How was this used growing up? Any sibling's absence was not known by the other siblings or the mother. "Remember to forget your sister." "This never happened." "You were just dreaming." "You're lying." "You must have seen that on television...in a movie." Of course the perps didn't want to be remembered. I have zero facial recognition and vague name recognition. Even with close friends and new family, there is a slow brain process of connecting the person to the name. For annual events, I still need to be prompted about names of people even though I might remember the face since it has been several years.
I use the term "dropping off the radar" when I forget about people close to me. When my best friend, who lives in another state, goes on vacation or away for a few days, I must keep one of her emails in my inbox to remind me she exists. With all of my friends, after a few days of no contact, I forget. Eventually I remember, especially if they write to check on me. They know this happens. It's very frustrating.

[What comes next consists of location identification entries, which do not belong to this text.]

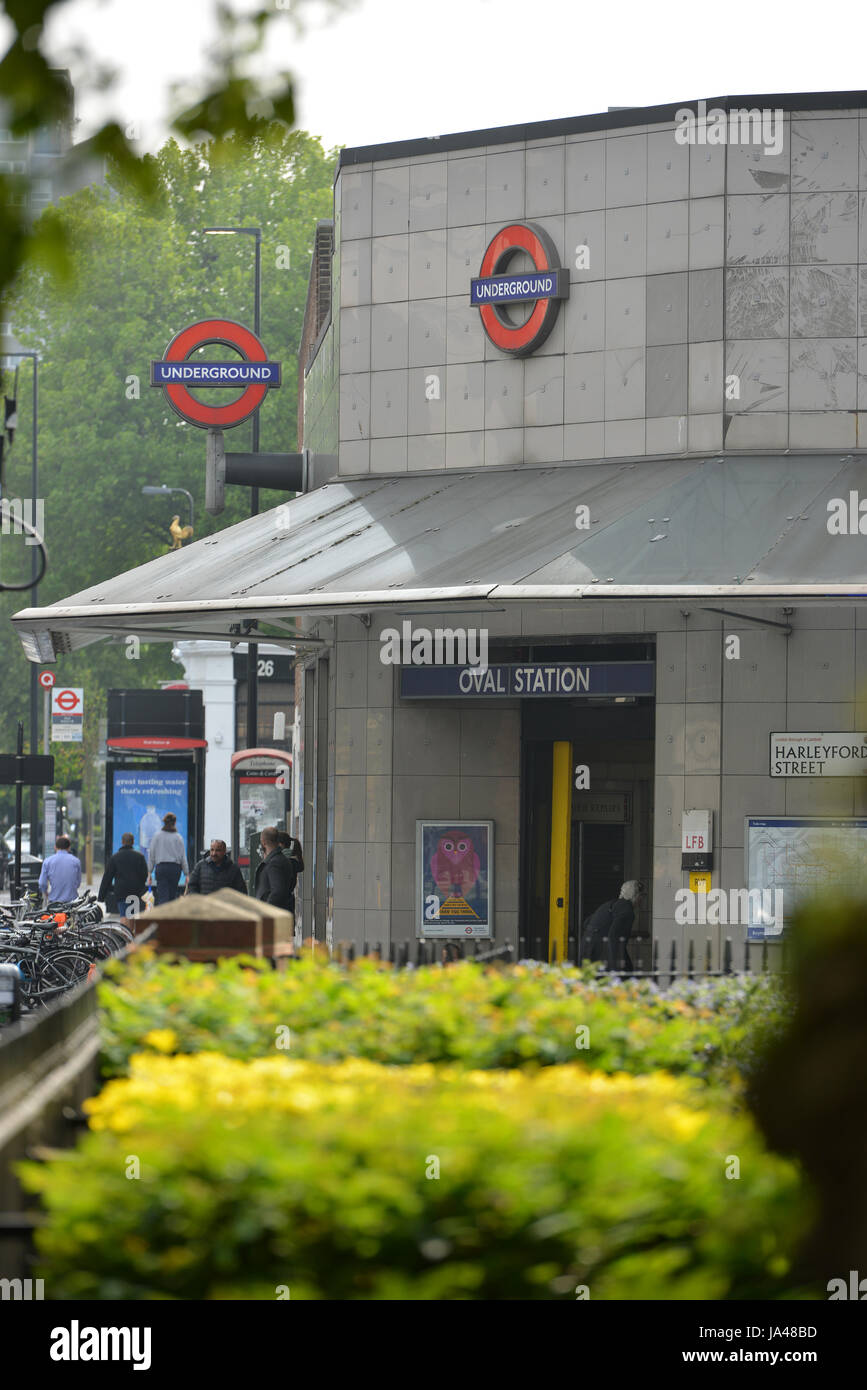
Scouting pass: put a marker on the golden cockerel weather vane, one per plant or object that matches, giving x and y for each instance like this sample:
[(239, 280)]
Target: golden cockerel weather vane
[(179, 533)]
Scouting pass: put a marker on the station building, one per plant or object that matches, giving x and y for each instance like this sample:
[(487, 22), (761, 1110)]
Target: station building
[(592, 392)]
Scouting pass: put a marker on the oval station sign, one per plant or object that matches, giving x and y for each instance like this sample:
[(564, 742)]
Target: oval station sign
[(177, 373)]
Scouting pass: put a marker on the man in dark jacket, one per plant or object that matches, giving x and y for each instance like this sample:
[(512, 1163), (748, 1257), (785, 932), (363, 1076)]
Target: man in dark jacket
[(277, 873), (217, 870), (124, 880), (613, 920)]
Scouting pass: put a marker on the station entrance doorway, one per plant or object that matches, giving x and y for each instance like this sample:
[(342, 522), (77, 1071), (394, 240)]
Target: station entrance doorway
[(587, 806)]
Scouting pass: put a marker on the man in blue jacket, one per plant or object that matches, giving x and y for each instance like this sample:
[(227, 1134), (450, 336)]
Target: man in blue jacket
[(60, 877)]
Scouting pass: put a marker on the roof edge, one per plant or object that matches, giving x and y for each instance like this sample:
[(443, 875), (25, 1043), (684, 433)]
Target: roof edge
[(618, 118)]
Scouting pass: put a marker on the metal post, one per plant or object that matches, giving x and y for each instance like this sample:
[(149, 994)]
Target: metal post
[(252, 647), (18, 805), (35, 836)]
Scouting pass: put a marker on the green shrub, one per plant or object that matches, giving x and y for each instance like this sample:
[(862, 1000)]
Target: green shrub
[(463, 1015), (259, 1175)]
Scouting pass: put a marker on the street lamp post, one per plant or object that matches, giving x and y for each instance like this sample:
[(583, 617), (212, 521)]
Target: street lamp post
[(163, 491), (35, 577), (252, 647)]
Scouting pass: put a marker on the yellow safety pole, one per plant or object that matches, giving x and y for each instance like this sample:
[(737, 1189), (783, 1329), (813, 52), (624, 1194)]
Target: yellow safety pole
[(562, 844)]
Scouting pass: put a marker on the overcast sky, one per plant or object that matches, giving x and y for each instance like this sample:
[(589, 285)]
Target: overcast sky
[(386, 70)]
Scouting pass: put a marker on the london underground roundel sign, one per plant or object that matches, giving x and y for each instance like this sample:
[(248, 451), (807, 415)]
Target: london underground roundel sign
[(253, 373), (542, 288)]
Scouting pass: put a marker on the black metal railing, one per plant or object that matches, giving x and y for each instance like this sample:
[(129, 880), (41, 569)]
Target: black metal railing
[(624, 958)]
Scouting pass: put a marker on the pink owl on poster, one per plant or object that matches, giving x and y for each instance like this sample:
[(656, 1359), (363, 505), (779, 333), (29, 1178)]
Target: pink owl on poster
[(455, 865)]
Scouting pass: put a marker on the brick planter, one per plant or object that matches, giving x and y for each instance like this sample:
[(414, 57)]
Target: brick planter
[(224, 923)]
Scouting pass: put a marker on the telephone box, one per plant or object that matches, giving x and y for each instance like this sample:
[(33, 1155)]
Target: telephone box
[(261, 787)]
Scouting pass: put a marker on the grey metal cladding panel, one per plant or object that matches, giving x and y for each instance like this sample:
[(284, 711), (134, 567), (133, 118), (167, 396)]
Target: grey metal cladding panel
[(724, 523)]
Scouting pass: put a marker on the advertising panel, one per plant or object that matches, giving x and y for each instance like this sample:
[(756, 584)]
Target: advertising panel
[(455, 877), (142, 797), (789, 858)]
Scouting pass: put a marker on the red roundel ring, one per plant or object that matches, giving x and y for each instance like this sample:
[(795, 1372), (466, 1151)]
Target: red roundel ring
[(525, 338), (232, 335)]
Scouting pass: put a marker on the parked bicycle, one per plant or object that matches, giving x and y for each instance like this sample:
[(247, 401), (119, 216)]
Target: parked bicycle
[(59, 945)]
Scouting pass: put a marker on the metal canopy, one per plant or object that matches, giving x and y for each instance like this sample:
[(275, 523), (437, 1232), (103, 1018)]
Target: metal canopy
[(749, 527)]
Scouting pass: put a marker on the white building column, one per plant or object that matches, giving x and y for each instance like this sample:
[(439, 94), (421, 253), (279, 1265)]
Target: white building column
[(207, 667)]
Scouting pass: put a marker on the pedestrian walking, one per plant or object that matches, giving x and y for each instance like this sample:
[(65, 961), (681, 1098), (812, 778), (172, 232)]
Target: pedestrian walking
[(125, 880), (217, 870), (60, 877), (607, 930), (167, 859), (277, 875)]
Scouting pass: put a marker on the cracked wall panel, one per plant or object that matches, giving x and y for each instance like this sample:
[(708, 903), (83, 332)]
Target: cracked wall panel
[(824, 374), (757, 302), (824, 302)]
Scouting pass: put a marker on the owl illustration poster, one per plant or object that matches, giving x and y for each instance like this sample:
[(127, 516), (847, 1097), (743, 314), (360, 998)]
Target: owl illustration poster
[(453, 877)]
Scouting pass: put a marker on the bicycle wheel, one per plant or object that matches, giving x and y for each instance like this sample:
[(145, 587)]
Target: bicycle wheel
[(61, 970)]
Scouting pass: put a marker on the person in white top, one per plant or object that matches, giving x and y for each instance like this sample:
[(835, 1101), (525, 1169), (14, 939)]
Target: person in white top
[(167, 859)]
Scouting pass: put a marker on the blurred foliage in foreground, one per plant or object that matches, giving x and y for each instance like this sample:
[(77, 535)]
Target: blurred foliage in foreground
[(257, 1176), (466, 1015), (809, 1094)]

In a separate life trauma, I have had anesthesia nine times since May 2007. Since my memory seems to have gotten even worse for short term thoughts ("I need to go do 'x'"), I tend to think that much anesthesia in my head might be wreaking some havoc. Although I also know some survivors with the same problem. An example I often experience in the kitchen: "I need to get a new bottle of vitamins from the pantry." I'll turn around and the next thing I know I'm staring into the refrigerator wondering what I'm looking for. Or the object will be in another room and I'll get to the room but stand in the center clueless without a trail back in my mind to the purpose. Usually I'll remember if I go back to my original spot and realize what it is I needed. It's not always handy to jot down a note to carry to the next room.
Someone needs to invent a wristband "Post-It" note dispenser and a way to always have a pen on hand. I try to keep pens near everywhere I tend to linger, however they often get lost or my note pad has run out. Obviously this is not the greatest challenge those with DID face, but it does impact much of our lives. In my role as psychotherapist, I was in a space with my client where I had very focused attention for the client. Memory seems to work differently with that intensity of focus. I did need to take notes or write notes immediately afterwards for record keeping.
I am hopeful that my brain may, some day, have enough new connections to operate like a defragmented brain. Would be nice to run "defrag", huh? Part of this forgetfulness is still viewed as a protective device. It was protective in childhood. It's rather disruptive as adults with life responsibilities. I wish I could say, "This too shall pass."